I have a stock brokerage account, and I want to make sure that the things I do in it will not cause me to be liable for more than the amount I put into the brokerage account. My question is: under what circumstances will I be liable for more than the value in the account?
From what little knowledge I have, I believe that these situations could cause losses in excess of the cash I put into the account:
- Short selling
- Short positions in naked call options
For example, suppose my account has $2000 in cash, and I short 100 shares of a $10 stock. If the stock rises to $45 in a short time span, my stop-loss order could be ineffective. My broker would close out the position, leaving me with a -$1500 balance. This is a situation I do not want, because it requires me to pay $1500 in excess of what I had in my account.
Besides those instruments I listed above (which I really want to avoid), are there any other instruments I should avoid in order to keep potential losses within the value of the account?

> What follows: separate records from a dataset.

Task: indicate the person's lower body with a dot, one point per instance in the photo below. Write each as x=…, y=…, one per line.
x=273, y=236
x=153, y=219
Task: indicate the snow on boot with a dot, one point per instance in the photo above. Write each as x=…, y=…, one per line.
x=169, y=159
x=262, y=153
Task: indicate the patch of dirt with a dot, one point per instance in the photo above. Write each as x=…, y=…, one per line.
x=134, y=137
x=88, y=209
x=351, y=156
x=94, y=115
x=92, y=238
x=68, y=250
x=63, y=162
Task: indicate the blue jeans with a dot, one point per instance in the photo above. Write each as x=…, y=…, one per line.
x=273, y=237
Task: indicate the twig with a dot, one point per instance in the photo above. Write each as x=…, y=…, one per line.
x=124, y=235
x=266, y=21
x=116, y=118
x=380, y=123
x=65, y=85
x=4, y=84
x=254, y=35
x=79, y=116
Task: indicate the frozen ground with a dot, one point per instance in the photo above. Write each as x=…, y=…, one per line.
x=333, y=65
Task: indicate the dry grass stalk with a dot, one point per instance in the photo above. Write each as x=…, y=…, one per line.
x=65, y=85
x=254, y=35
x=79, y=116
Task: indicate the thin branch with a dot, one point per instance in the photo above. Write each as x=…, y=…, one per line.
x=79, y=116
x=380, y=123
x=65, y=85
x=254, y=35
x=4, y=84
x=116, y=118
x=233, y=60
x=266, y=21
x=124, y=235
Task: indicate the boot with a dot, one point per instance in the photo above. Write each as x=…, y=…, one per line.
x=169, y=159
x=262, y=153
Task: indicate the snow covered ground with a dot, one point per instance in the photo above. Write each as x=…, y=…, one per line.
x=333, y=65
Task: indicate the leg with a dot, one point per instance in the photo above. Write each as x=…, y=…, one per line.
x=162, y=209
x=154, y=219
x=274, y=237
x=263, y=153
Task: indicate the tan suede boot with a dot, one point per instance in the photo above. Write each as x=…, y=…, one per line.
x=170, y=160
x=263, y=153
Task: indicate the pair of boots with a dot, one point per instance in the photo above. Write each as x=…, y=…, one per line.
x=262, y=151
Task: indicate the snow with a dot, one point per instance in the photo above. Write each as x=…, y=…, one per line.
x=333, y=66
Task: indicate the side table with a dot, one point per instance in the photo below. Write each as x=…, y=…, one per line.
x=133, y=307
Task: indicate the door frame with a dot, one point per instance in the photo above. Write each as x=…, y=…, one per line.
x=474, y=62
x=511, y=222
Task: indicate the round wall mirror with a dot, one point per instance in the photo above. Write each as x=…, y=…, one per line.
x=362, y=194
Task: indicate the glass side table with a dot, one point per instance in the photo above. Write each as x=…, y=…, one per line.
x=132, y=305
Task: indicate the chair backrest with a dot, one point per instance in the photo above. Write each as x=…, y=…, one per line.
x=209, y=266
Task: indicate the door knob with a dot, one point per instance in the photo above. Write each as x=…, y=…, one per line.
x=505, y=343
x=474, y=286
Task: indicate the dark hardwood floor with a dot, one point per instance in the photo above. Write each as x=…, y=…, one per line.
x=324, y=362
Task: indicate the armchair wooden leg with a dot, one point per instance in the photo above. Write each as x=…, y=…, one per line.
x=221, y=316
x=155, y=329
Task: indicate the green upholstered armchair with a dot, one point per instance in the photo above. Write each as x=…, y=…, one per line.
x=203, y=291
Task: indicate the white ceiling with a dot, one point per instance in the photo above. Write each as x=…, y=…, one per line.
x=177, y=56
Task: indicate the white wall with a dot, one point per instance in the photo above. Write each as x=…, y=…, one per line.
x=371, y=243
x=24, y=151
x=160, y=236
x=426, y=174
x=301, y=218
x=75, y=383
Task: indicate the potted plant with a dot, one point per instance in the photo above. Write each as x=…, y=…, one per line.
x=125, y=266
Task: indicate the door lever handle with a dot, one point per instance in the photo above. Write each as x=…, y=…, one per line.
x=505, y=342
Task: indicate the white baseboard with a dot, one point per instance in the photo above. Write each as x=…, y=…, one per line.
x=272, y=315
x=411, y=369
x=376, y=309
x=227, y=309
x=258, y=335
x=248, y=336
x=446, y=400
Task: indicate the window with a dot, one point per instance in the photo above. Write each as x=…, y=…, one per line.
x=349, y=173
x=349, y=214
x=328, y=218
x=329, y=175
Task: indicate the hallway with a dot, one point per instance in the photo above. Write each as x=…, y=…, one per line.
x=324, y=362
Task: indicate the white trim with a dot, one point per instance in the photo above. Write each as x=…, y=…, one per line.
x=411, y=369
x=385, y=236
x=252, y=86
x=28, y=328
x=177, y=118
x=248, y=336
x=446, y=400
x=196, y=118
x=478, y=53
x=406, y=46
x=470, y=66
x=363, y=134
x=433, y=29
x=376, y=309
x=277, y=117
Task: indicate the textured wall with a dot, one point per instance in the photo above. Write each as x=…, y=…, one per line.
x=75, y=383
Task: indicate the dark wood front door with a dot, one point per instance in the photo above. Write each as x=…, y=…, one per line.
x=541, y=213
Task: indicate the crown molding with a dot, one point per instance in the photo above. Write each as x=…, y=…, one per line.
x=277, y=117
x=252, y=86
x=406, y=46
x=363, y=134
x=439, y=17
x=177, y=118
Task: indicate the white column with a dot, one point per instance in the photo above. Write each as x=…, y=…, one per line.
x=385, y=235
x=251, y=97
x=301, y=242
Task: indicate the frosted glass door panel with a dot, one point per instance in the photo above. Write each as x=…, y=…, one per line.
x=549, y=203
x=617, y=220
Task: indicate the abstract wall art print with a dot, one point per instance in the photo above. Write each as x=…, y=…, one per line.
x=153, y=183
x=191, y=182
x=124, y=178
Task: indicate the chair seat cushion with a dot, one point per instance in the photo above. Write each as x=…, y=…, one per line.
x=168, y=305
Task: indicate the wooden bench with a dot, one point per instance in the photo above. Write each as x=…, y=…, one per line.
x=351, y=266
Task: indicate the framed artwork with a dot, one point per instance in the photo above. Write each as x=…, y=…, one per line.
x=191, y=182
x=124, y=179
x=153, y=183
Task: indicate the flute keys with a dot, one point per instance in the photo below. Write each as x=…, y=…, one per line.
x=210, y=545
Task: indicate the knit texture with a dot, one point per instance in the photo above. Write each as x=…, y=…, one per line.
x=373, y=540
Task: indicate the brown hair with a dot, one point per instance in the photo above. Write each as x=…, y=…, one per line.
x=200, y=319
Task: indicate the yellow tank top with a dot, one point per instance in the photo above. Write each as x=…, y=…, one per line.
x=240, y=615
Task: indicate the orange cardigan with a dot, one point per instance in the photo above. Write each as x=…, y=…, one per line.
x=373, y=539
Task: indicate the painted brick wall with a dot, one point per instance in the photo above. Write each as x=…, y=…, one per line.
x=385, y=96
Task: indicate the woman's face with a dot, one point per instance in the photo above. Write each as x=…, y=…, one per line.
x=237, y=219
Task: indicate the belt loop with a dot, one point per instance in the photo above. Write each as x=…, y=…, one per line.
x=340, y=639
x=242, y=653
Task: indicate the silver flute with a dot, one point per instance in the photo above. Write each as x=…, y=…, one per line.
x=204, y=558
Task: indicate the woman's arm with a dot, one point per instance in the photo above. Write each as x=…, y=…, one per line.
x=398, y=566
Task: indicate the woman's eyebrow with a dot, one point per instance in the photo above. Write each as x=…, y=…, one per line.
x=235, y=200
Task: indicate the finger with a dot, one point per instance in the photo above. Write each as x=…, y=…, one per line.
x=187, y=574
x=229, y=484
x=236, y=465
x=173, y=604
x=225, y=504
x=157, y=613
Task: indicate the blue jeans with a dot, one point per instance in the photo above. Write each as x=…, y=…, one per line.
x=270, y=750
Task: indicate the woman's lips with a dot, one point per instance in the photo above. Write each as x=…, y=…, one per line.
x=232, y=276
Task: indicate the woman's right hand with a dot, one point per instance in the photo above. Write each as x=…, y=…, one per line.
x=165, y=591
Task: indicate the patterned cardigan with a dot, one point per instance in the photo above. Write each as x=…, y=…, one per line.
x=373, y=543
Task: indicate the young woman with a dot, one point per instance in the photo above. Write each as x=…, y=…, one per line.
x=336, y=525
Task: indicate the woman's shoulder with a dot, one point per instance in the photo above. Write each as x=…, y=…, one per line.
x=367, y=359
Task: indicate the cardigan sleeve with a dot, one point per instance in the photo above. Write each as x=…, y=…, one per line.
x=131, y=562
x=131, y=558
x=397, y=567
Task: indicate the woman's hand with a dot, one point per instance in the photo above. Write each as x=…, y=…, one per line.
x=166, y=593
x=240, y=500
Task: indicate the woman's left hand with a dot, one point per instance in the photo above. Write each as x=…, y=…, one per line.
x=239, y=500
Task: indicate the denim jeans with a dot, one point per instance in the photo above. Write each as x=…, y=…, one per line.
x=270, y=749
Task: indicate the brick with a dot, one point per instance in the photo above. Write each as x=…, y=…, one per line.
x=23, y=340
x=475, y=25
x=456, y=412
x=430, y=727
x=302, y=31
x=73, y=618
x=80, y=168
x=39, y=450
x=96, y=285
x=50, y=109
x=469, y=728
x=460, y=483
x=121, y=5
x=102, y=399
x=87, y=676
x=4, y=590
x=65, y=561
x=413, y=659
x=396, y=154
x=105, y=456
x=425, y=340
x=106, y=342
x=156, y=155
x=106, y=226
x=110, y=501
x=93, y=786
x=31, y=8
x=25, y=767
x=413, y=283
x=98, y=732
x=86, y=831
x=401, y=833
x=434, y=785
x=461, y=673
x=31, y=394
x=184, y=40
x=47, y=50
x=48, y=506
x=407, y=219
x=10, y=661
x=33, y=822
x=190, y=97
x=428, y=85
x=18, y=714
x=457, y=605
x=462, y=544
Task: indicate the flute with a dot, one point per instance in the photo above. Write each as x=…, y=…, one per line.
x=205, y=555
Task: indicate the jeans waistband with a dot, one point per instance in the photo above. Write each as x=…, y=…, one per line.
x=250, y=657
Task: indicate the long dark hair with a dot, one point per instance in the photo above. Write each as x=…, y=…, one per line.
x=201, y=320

To avoid the risk of losses in excess of the value in the account, I currently use a basic cash account (non-margin account with no ability to buy or sell options). However, I will soon be moving to a margin account with the ability to trade futures and options. I need to move away from the cash account because I want to sell covered call options (which I know is safe). I don't want to make it possible to lose my house just because I "accidentally" bought a very risky financial instrument with unlimited downside, so I need to know what these risky instruments are in order to avoid them when I get a margin account.